WC BELA hearings see massive public engagement
5 March 2024
The Western Cape’s public hearings into the controversial and much-debated Basic Education Law Amendment (BELA) Bill began last week. The first four hearings have already seen the public come out in their numbers to make their voices heard, and in most cases, to reject the content of the Bill.
Last week’s hearings – held in Beaufort West, Bitou, George, and Mossel Bay – saw near-record attendance, with more than 2 000 members of the public attending the hearings last week. The Western Cape Provincial Parliament’s procedural staff have also received more than 4 000 written submissions through email, WhatsApp, and online channels thus far.

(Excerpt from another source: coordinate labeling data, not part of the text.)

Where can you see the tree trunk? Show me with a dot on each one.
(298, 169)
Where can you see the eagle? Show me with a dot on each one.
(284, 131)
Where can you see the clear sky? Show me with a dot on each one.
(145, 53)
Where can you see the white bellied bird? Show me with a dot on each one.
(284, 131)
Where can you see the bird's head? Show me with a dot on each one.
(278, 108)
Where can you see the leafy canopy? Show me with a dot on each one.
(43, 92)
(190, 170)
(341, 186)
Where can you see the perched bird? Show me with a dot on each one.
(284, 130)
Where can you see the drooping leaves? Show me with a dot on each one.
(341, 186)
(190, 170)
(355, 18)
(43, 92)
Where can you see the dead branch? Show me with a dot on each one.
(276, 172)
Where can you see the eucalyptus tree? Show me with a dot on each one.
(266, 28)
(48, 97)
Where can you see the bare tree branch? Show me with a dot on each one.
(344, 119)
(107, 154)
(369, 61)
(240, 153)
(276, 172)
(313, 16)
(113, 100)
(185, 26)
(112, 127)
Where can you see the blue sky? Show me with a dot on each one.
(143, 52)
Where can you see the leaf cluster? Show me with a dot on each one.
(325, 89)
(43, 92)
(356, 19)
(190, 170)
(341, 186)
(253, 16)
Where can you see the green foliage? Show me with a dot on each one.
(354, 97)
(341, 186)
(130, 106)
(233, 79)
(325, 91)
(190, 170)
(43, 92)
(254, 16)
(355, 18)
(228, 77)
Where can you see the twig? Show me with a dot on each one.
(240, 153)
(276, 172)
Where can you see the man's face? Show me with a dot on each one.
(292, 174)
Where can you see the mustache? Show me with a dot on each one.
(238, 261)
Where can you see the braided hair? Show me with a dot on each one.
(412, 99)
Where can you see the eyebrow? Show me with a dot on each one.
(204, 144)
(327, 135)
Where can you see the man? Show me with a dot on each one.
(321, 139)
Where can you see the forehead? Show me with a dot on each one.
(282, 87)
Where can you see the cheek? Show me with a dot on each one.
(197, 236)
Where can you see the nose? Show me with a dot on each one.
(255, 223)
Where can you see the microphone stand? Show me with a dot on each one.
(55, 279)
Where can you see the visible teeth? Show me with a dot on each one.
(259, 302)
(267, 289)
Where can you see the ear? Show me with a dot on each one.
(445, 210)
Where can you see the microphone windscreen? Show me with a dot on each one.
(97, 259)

Tellingly, some of the most impassioned submissions have been from parents and educators who expressed strong opposition to the Bill. A national piece of legislation proposed by the ANC, the BELA Bill seeks to reform legal provisions around basic education in South Africa. However, the Bill does nothing to fix systemic issues such as high dropout rates and lack of educational resources, nor does it provide desperately-needed protections for victims of sexual assault in our schools.
Instead, clauses four, five, seventeen, and thirty-five of the Bill centralise power in the hands of the national minister of education. This means that decisions over language and admission policies will be taken out of the hands of parents and educators, and handed to unaccountable and unelected bureaucrats in Pretoria. The Bill also places oppressive restrictions on the ability of parents to homeschool their children should they choose to do so, and presents no workable or financially-viable way to introduce mandatory Grade R.